Not anymore. At least not for me. But, let me back up.
First, I should explain that I'm often the last person to read the book that everyone is talking about.
Last to read Judy Blume's Forever, last to read Oprah's book club choices. Hell, I never even cracked open the bible until college and that was only because in all my writing classes at some point the professor made a reference to a story in the bible and while every other student nodded, understanding, I hid under the table cursing my half Jewish/half Catholic/ believe in nothing upbringing.
So, is it any surprise that I am the last to read 50 Shades of Grey? No.
And, for the record, I'm not done reading it. And why? Because unlike the old days of grabbing the damn book off a shelf and losing myself in another world, now it's about downloading it on a Kindle and trying to find time to read in-between my daughter's summer camp, my work and still hand feeding our recovering bearded dragon from last month's stroke.
Not to mention hoping I remembered to charge the Kindle before I left home so I can actually have the choice to read if I want to.
And, yes, I know these are high class problems. Not even worth griping about.
It's just that reading has become way more complicated and far less satisfying for me than it used to be. The days of holding the book in my hands, falling asleep with it on my chest, placing it on my bookshelf when I'm done are over.
Now, it's "Oh, crap, I touched the screen and it sent me back to the first page and now I don't know where I was" or "Shoot, I just changed the size of the font by accident and don't know how to get it back" or "Great, it turned on in my bag and instead of reading 50 Shades of Grey I'm suddenly reading my daughter's school book, How to Steal a Dog.
And before I know it my brief window of reading time is spent trying to get back to where I was, charging the Kindle and hoping one of those advertisements for a weekend in Santa Barbara doesn't suddenly pop up.
I have read the first five pages of 50 Shades of Grey six times because from the time I first read it to the time I had a chance to read again I completely forgot what I read, where I am, who these people are and why everyone is talking about this stupid book.
Maybe I should get it on iTunes and listen to it in my car.
But that's not reading a book.

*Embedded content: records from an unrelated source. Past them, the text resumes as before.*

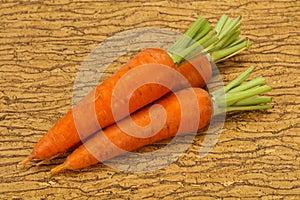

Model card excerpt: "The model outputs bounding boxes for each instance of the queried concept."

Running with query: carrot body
[22,49,212,164]
[52,88,212,173]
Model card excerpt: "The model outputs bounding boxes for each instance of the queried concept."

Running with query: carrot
[21,16,251,164]
[51,67,272,173]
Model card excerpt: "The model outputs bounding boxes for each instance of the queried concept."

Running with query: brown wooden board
[0,0,300,199]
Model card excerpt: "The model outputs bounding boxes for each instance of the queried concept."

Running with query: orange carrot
[21,16,250,164]
[51,67,272,173]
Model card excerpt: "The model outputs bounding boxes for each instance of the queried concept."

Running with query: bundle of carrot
[21,15,251,164]
[51,67,272,174]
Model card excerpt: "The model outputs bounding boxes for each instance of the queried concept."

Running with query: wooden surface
[0,0,300,199]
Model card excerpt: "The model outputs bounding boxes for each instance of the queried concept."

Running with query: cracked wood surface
[0,0,300,199]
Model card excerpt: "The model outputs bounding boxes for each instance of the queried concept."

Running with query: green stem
[211,67,272,115]
[230,77,266,93]
[225,105,274,112]
[211,41,252,62]
[226,85,272,106]
[224,66,255,92]
[168,15,251,66]
[233,96,272,106]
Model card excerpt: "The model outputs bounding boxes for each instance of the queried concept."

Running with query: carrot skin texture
[52,88,212,172]
[26,49,211,162]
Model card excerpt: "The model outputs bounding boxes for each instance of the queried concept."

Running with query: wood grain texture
[0,0,300,199]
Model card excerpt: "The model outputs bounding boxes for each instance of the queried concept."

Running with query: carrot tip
[19,155,34,165]
[51,163,67,175]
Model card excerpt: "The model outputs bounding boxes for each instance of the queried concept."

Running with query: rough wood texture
[0,0,300,199]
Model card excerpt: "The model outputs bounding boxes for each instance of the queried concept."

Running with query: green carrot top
[168,15,251,66]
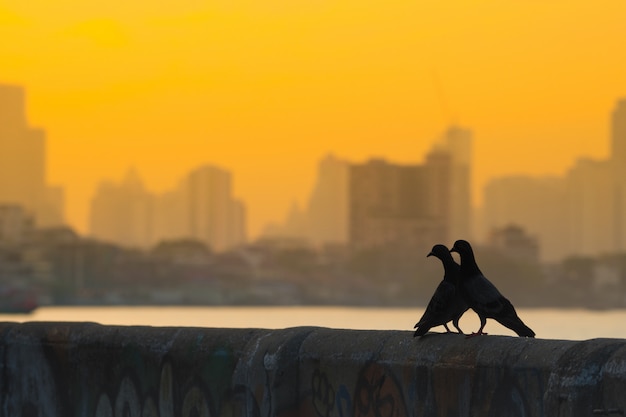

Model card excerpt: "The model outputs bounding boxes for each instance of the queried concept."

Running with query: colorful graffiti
[0,323,626,417]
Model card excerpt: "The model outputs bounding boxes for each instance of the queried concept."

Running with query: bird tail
[498,317,535,337]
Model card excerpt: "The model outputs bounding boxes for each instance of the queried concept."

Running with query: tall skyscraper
[349,159,450,251]
[483,176,568,261]
[90,169,154,248]
[566,159,617,256]
[0,84,63,226]
[184,165,245,251]
[307,155,350,245]
[431,126,472,240]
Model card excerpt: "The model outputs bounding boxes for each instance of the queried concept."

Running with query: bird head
[426,245,450,259]
[450,240,474,256]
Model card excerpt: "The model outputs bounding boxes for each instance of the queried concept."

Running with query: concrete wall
[0,323,626,417]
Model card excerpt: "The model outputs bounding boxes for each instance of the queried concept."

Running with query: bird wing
[464,274,503,311]
[415,281,456,327]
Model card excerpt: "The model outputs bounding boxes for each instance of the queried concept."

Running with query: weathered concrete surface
[0,323,626,417]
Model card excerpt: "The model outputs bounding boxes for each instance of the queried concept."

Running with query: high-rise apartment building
[430,126,472,240]
[91,165,246,251]
[566,159,618,256]
[90,169,154,248]
[306,155,350,245]
[0,84,63,226]
[183,165,245,251]
[349,159,450,250]
[482,176,568,261]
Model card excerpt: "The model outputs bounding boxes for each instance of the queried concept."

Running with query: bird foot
[465,332,487,339]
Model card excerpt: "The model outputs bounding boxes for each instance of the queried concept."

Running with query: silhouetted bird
[413,245,469,337]
[450,240,535,337]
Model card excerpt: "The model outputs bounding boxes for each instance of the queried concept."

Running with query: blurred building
[349,158,450,250]
[307,155,350,246]
[0,84,63,226]
[431,126,472,240]
[183,165,246,252]
[348,126,472,249]
[0,204,35,245]
[566,159,617,256]
[482,176,569,261]
[90,169,154,248]
[489,224,539,263]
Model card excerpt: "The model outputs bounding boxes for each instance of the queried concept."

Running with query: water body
[0,306,626,340]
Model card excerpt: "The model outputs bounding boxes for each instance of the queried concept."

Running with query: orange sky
[0,0,626,236]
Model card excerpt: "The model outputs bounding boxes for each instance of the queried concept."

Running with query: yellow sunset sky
[0,0,626,237]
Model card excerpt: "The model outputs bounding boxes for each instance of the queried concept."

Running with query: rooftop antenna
[433,70,456,127]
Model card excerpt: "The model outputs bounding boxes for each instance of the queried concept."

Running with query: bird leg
[452,319,465,334]
[465,316,487,339]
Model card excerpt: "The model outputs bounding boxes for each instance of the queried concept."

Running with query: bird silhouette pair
[413,240,535,337]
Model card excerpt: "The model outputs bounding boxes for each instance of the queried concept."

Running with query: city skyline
[0,0,626,237]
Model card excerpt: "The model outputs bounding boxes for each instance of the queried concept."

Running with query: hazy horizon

That's having a book read to you. It takes away your imagination and forces you to experience a story the way another person has chosen to tell it.
No, dammit! I will read this book and I will be able to say YES at the next social gathering when, again, someone says, "Oh, have you read 50 Shades of Grey?" Yes, yes, yes I have! It took me two years but yes!
Then again... maybe I'll just wait for the movie.